Le Juge et l'assassin, de Tavernier

Noiret fait passer Galabru aux aveux

Le Juge et l’assassin

Le film de Tavernier se passe en pleine affaire Dreyfus. Dans une petite ville de province, le juge Rousseau, brillamment interprété par Philippe Noiret, enquête sur une série de crimes horribles. Il croit tenir l’assassin en la personne de Bouvier, un chemineau joué par Michel Galabru. Le juge va utiliser des méthodes très personnelles pour atteindre la vérité.

            Sorti en 1976, Le Juge et l’assassin est le troisième film réalisé par Bertrand Tavernier. Tavernier a coutume de dire que dans ses films il montre des gens dans leur travail au quotidien, qu’ils soient policiers, professeurs ou ministres. Dans Le Juge et l’assassin, le spectateur suit un juge dans l’instruction d’une affaire criminelle.

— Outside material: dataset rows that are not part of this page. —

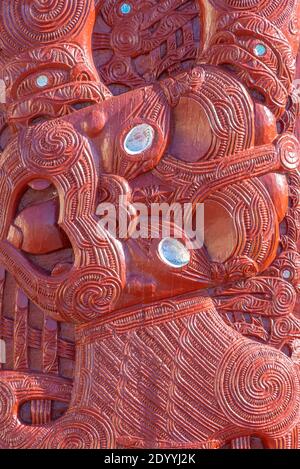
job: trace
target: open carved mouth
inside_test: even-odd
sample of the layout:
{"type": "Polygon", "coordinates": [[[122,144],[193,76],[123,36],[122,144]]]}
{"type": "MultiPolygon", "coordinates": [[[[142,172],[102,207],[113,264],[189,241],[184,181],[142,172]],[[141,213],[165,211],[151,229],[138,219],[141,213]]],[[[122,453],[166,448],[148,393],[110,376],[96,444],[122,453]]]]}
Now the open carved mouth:
{"type": "Polygon", "coordinates": [[[91,149],[62,120],[30,128],[8,151],[12,146],[13,166],[20,171],[11,170],[11,160],[4,152],[1,183],[6,209],[1,213],[1,258],[29,298],[48,314],[67,319],[67,310],[73,311],[71,315],[77,310],[79,321],[94,319],[110,310],[119,297],[124,272],[120,246],[97,223],[98,178],[91,149]],[[20,153],[23,144],[30,146],[26,155],[20,153]],[[39,185],[45,186],[45,201],[26,206],[28,191],[38,196],[39,185]],[[38,214],[35,226],[30,221],[33,211],[38,214]],[[31,228],[35,233],[28,235],[31,228]],[[49,235],[47,247],[37,244],[32,248],[30,236],[45,233],[49,235]],[[41,272],[38,259],[32,256],[49,254],[57,247],[65,250],[72,265],[50,265],[52,275],[41,272]]]}

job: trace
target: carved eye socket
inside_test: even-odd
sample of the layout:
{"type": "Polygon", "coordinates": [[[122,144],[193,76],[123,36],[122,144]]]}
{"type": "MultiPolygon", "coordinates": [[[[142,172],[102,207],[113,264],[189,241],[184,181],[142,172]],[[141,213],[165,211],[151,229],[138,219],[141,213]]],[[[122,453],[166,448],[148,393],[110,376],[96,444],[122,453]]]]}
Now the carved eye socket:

     le juge et l'assassin,tavernier,philippe noiret,galabru,jean-claude brialy,caussimon       L’action démarre en 1895, dans le contexte de l’affaire Dreyfus et des tensions croissantes entre cléricaux et anticléricaux. Le juge Rousseau est en poste dans une petite ville de province du sud de la France. Confronté à une série de meurtres dont des jeunes filles et des enfants sont les victimes, il progresse très vite dans son travail d’enquête. Il suspecte un dénommé Bouvier, un chemineau qui s’est toujours trouvé à proximité du lieu du crime au moment où il était commis.

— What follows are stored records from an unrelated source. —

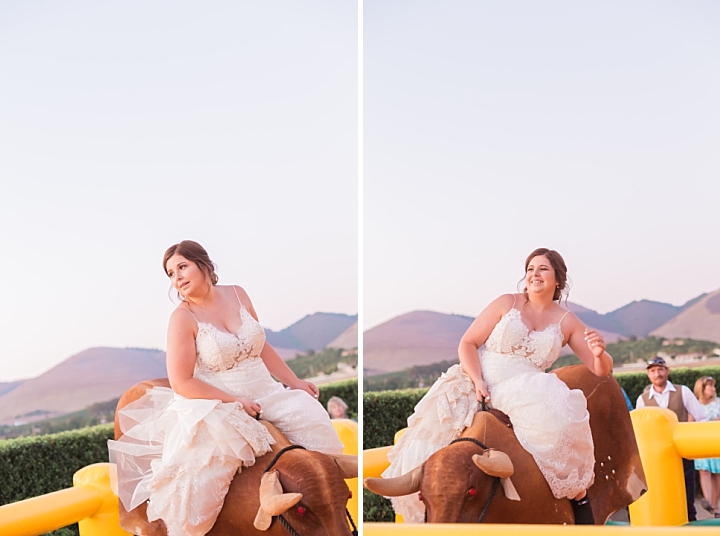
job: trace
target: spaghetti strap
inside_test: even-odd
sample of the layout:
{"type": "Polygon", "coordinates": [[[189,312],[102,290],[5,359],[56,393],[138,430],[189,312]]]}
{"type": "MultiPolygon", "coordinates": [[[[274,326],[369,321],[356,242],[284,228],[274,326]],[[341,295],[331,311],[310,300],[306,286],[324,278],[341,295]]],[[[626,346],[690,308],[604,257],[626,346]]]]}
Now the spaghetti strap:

            Même si les apparences sont contre Bouvier et même si de lourdes présomptions pèsent sur lui, cela ne suffit pas au juge Rousseau. Il veut des éléments matériels et des aveux circonstanciés, afin que son travail soit complet et ne souffre nulle contestation. A priori le juge est une âme pure qui se met au service de la vérité, sauf qu’il va utiliser des méthodes très personnelles. Il se met à l’écoute de Bouvier, passe beaucoup de temps avec lui et se montre très compréhensif à son égard. Il lui promet que, s’il collabore, il sera déclaré fou et échappera à l’échafaud. En réalité, il ne s’agit là que d’une manœuvre destinée à obtenir des aveux. Car, au même moment, Rousseau déclare à d’autres qu’il est persuadé que Bouvier est sain d’esprit. Très moderne dans ses méthodes, il n’hésite pas à médiatiser l’affaire et à utiliser la presse. Le juge n’est pas regardant sur la nature des moyens quand il s’agit d’atteindre la vérité.

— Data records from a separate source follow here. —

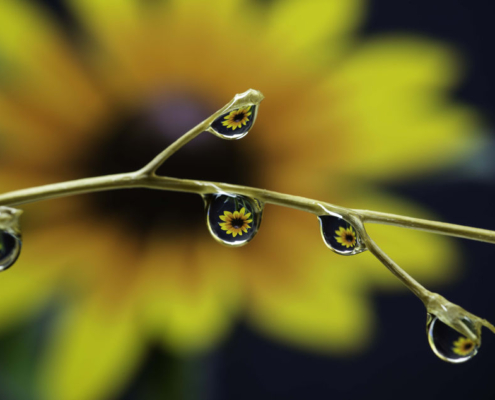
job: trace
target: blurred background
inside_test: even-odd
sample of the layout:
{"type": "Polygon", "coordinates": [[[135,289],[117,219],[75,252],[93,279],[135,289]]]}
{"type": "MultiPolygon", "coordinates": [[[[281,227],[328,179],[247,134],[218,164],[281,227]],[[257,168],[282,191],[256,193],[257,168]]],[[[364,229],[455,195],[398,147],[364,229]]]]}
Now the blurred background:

            Le juge Rousseau est brillamment interprété par Philippe Noiret, l’assassin par Michel Galabru. Quant à Jean-Claude Brialy, il incarne un ancien magistrat, M. de Villedieu, qui donne au juge sa vision de l’affaire : qu’importe que Bouvier soit coupable ou innocent, puisqu’il appartient au vagabondage, c'est-à-dire au désordre et à l’anarchie. Villedieu fait sien le propos d’Octave Mirbeau qui a dit : « Nous sommes tous des meurtriers en puissance et ce besoin de meurtre, nous le concilions par des moyens légaux : l’industrie, le commerce colonial, la guerre, l’antisémitisme. »

            A la fin du film, le spectateur découvrira qu’il arrive au juge d’avoir un comportement guère éloigné de celui de l’assassin.

            La reconstitution de la France de 1895 est réussie. Le décor nous fait plonger en pleine affaire Dreyfus ; ainsi, au début et à la fin du film, la caméra nous montre, accolé à un mur, un placard publicitaire qui proclame : « Lisez La Croix, le journal le plus antisémite de France. » Des chants patriotiques sont entonnés dans des salons bourgeois, tandis que la rue fait entendre des chansons ouvrières. Jean-Roger Caussimon interprète une ballade spécialement écrite sur l’affaire Bouvier.

            Malgré le côté scabreux des crimes, le Juge et l’assassin est un film agréable à regarder. Le film est long : un peu plus de deux heures, comme souvent chez Tavernier.

 

Le Juge et l’assassin, de Bertrand Tavernier, 1976, avec Philippe Noiret, Michel Galabru, Jean-Claude Brialy et Isabelle Hupert, DVD StudioCanal.